Subsystem measurement in unitary quantum measurement theory with redundant entanglement

Abstract

Measurement of a degenerate (or non-degenerate) discrete observable is investigated in the framework of quantum measurement theory short of collapse, i.e. premeasurement theory, based on a unitary evolution operator that includes the measurement interaction between object and measuring instrument. A pointer observable with eigen-projectors of, in general, many (or even infinitely) dimensional ranges is introduced as a new approach. It leads to redundant entanglement in the final state. As the first main result, the basic dynamical relation of the approach is derived.
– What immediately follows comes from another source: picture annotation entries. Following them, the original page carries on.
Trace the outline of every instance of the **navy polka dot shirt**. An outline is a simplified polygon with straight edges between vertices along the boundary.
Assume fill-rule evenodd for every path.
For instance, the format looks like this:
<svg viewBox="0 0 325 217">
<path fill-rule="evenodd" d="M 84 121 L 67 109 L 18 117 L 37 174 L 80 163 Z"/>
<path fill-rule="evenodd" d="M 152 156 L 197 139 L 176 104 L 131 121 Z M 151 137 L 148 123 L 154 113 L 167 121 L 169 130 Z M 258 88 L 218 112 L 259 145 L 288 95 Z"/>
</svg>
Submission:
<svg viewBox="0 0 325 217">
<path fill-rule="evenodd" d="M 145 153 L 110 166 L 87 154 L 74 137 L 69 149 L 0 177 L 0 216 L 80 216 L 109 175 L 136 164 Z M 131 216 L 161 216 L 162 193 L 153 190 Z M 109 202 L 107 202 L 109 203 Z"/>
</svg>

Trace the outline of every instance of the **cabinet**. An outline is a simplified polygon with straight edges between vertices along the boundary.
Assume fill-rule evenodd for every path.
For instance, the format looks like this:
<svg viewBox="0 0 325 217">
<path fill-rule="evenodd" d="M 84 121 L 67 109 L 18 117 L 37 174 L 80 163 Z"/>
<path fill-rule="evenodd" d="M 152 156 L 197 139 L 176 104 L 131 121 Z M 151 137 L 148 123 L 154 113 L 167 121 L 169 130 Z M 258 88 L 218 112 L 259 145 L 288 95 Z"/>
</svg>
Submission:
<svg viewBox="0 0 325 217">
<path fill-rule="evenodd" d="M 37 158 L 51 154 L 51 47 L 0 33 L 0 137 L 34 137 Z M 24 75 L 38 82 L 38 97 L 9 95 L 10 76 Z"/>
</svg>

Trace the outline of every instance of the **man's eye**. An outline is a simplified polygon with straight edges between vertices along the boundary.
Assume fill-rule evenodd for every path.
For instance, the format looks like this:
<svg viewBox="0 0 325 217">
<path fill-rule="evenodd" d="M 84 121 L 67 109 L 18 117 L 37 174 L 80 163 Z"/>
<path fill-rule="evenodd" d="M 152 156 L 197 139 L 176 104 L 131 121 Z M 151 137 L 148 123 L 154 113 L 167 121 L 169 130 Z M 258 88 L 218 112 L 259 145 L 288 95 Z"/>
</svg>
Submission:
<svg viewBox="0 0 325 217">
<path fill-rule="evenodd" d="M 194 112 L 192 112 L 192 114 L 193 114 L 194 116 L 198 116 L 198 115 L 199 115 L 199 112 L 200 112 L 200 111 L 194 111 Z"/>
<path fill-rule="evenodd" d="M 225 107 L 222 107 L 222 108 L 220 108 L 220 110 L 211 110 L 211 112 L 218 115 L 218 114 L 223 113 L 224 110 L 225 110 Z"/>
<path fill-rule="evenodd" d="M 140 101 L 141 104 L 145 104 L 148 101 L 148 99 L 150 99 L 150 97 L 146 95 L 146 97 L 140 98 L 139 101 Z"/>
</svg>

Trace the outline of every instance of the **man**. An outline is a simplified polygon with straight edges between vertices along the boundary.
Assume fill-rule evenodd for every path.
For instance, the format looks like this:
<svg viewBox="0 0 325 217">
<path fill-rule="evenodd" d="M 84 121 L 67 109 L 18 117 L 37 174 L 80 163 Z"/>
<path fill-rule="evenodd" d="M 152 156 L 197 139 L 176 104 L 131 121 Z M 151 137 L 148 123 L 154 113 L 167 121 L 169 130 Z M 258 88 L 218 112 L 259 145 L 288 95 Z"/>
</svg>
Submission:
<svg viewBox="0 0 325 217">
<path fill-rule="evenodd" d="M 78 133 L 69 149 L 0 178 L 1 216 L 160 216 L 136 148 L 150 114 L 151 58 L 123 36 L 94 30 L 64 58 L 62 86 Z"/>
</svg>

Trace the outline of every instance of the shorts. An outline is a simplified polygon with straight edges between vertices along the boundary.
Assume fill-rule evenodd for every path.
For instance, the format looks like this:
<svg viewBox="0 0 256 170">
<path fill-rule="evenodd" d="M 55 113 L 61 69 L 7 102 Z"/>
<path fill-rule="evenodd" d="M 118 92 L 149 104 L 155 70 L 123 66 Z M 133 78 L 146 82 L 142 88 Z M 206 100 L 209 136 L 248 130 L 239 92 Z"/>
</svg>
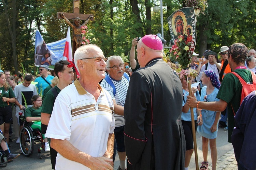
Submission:
<svg viewBox="0 0 256 170">
<path fill-rule="evenodd" d="M 23 116 L 24 117 L 25 116 Z M 20 116 L 16 116 L 16 118 L 17 118 L 17 121 L 18 122 L 18 125 L 19 126 L 23 126 L 23 122 L 25 120 L 21 120 L 20 118 L 22 117 Z"/>
<path fill-rule="evenodd" d="M 182 123 L 182 126 L 184 130 L 184 134 L 185 135 L 185 139 L 186 139 L 186 144 L 187 145 L 186 150 L 190 150 L 194 148 L 193 141 L 193 132 L 192 131 L 191 121 L 185 121 L 182 120 L 181 122 Z M 196 128 L 196 132 L 197 128 L 197 123 L 196 120 L 195 121 L 195 125 Z"/>
<path fill-rule="evenodd" d="M 11 123 L 12 122 L 12 106 L 0 107 L 0 124 L 4 123 Z"/>
<path fill-rule="evenodd" d="M 124 125 L 120 127 L 116 127 L 114 132 L 115 134 L 115 139 L 116 141 L 116 150 L 119 152 L 125 152 L 125 137 L 124 135 Z"/>
</svg>

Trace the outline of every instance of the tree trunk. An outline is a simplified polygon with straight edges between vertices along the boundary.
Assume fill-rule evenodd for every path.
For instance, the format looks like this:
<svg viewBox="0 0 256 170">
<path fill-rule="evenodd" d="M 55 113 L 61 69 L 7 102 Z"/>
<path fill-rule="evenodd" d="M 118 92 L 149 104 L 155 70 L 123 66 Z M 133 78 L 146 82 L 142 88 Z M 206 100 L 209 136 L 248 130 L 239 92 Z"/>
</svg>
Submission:
<svg viewBox="0 0 256 170">
<path fill-rule="evenodd" d="M 113 21 L 114 12 L 113 11 L 113 6 L 112 6 L 113 0 L 110 0 L 109 1 L 109 4 L 110 4 L 110 18 L 112 20 L 112 21 Z M 110 37 L 113 37 L 113 29 L 112 27 L 110 28 Z M 111 41 L 110 44 L 110 49 L 113 50 L 113 52 L 114 52 L 114 44 L 113 41 Z"/>
<path fill-rule="evenodd" d="M 15 74 L 18 74 L 18 61 L 16 51 L 16 1 L 15 0 L 12 0 L 13 9 L 12 30 L 12 27 L 11 26 L 11 23 L 10 22 L 9 18 L 6 5 L 4 0 L 2 0 L 2 2 L 3 3 L 4 10 L 5 19 L 7 21 L 8 27 L 9 29 L 9 32 L 12 38 L 12 46 L 13 51 L 12 56 L 13 59 L 13 64 L 15 69 Z"/>
<path fill-rule="evenodd" d="M 152 34 L 151 30 L 151 7 L 150 6 L 150 1 L 145 0 L 145 4 L 146 7 L 146 34 Z"/>
<path fill-rule="evenodd" d="M 140 15 L 140 10 L 139 9 L 139 7 L 138 7 L 138 0 L 130 0 L 130 2 L 131 3 L 131 5 L 132 12 L 133 12 L 133 13 L 135 14 L 137 17 L 137 22 L 141 23 L 142 26 L 143 24 Z M 136 31 L 137 31 L 137 32 L 140 33 L 141 35 L 142 36 L 144 35 L 143 30 L 142 28 L 141 29 L 136 28 Z"/>
<path fill-rule="evenodd" d="M 205 26 L 201 25 L 199 26 L 199 56 L 203 55 L 203 52 L 207 49 L 207 36 L 204 32 L 207 29 L 204 29 Z"/>
</svg>

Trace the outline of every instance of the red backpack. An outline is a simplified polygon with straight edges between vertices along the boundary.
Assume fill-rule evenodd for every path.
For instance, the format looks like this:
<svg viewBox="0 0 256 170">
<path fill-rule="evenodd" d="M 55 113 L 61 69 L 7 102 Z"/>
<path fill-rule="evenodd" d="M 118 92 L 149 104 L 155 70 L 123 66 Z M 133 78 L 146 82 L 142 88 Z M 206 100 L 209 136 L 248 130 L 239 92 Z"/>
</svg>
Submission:
<svg viewBox="0 0 256 170">
<path fill-rule="evenodd" d="M 256 76 L 254 75 L 253 72 L 251 71 L 253 79 L 253 82 L 252 84 L 250 84 L 246 83 L 245 81 L 242 78 L 235 72 L 230 72 L 230 73 L 233 74 L 239 79 L 240 83 L 243 86 L 242 88 L 242 93 L 241 93 L 241 100 L 240 101 L 240 105 L 241 105 L 244 98 L 252 91 L 256 90 Z M 233 109 L 232 107 L 232 109 Z M 234 112 L 234 115 L 235 114 L 233 109 L 233 112 Z"/>
</svg>

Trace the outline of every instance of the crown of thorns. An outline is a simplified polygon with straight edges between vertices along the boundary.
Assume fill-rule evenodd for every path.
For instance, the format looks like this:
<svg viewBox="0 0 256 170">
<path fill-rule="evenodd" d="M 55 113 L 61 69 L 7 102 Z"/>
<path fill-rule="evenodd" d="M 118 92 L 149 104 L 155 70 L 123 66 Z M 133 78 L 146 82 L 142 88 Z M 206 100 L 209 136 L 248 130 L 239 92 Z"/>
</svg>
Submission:
<svg viewBox="0 0 256 170">
<path fill-rule="evenodd" d="M 79 17 L 77 17 L 76 18 L 74 19 L 74 20 L 75 21 L 79 21 L 80 20 L 81 20 L 81 19 Z"/>
</svg>

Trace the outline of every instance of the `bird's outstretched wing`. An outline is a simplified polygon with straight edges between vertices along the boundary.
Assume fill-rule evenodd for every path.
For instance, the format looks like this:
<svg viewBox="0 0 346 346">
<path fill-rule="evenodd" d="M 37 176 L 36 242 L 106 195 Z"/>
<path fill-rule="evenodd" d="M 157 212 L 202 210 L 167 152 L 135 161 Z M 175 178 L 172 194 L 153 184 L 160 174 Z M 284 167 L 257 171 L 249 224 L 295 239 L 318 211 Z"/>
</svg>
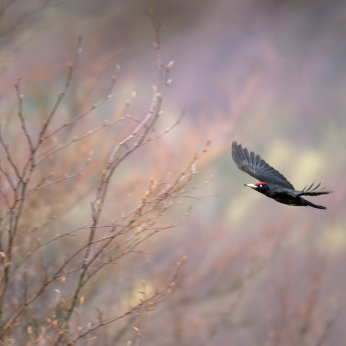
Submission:
<svg viewBox="0 0 346 346">
<path fill-rule="evenodd" d="M 232 157 L 238 168 L 252 177 L 267 184 L 275 184 L 294 190 L 293 185 L 277 170 L 269 166 L 253 151 L 249 153 L 237 141 L 232 143 Z"/>
<path fill-rule="evenodd" d="M 289 191 L 288 193 L 292 197 L 299 197 L 299 196 L 319 196 L 319 195 L 328 195 L 328 193 L 332 193 L 333 191 L 326 191 L 326 187 L 319 189 L 321 183 L 317 184 L 315 186 L 315 183 L 312 183 L 309 187 L 305 186 L 302 191 Z"/>
</svg>

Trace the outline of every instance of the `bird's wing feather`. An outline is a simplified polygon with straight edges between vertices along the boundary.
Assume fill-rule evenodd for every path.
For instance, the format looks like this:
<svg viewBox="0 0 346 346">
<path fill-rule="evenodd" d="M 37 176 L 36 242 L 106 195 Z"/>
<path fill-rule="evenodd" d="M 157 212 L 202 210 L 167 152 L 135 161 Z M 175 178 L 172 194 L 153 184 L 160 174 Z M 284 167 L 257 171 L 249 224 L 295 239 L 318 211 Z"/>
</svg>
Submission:
<svg viewBox="0 0 346 346">
<path fill-rule="evenodd" d="M 304 187 L 304 189 L 302 191 L 297 191 L 297 190 L 293 190 L 293 191 L 288 191 L 286 193 L 288 193 L 290 196 L 292 197 L 299 197 L 299 196 L 319 196 L 319 195 L 328 195 L 329 193 L 332 193 L 333 191 L 326 191 L 326 187 L 317 190 L 321 183 L 317 184 L 316 186 L 314 186 L 315 183 L 312 183 L 308 188 L 307 186 Z"/>
<path fill-rule="evenodd" d="M 240 170 L 257 180 L 294 190 L 293 185 L 281 173 L 269 166 L 259 155 L 243 149 L 237 141 L 232 143 L 232 157 Z"/>
</svg>

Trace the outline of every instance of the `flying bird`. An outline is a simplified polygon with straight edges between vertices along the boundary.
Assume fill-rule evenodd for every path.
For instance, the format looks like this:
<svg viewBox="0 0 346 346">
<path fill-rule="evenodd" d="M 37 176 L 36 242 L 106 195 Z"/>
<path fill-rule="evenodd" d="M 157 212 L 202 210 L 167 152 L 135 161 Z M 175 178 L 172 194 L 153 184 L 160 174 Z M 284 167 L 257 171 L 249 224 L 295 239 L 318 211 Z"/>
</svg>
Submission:
<svg viewBox="0 0 346 346">
<path fill-rule="evenodd" d="M 261 159 L 253 151 L 249 153 L 247 148 L 242 148 L 237 141 L 232 143 L 232 157 L 238 168 L 250 174 L 252 177 L 259 180 L 256 184 L 244 184 L 252 189 L 266 195 L 269 198 L 275 199 L 277 202 L 295 205 L 309 206 L 318 209 L 327 209 L 321 205 L 316 205 L 302 198 L 302 196 L 318 196 L 327 195 L 333 191 L 318 190 L 321 183 L 312 183 L 309 187 L 305 187 L 302 191 L 296 190 L 293 185 L 277 170 L 269 166 L 267 162 Z"/>
</svg>

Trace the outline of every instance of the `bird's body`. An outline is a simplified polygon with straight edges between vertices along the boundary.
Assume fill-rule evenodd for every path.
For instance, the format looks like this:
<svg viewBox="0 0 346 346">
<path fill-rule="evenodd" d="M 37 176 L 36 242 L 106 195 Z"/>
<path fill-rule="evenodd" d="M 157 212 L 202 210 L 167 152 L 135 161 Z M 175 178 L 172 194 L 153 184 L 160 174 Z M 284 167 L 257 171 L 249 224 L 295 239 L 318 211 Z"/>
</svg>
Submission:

It is shown to be equivalent to the calibration condition, which is known to define general exact measurement. The latter is given a practical form. Complete measurement (premeasurement with objectification or collapse), which is in some sense implied by the premeasurement theory, performed on a subsystem of a bipartite object in a pure state is studied with particular attention to its effect on the opposite, interactionally unaffected subsystem. The change of state of the latter is derived for exact complete subsystem measurement, and it is shown that the change is the same as for the simplest, i.e. ideal measurement (this is the second main result). It is applied to the case of twin observables and thus distant measurement obtains a new, more satisfactory, foundation (the third main result). Distant measurement is a basic concept in the EPR phenomenon. The well-known importance of the latter implies importance of the former.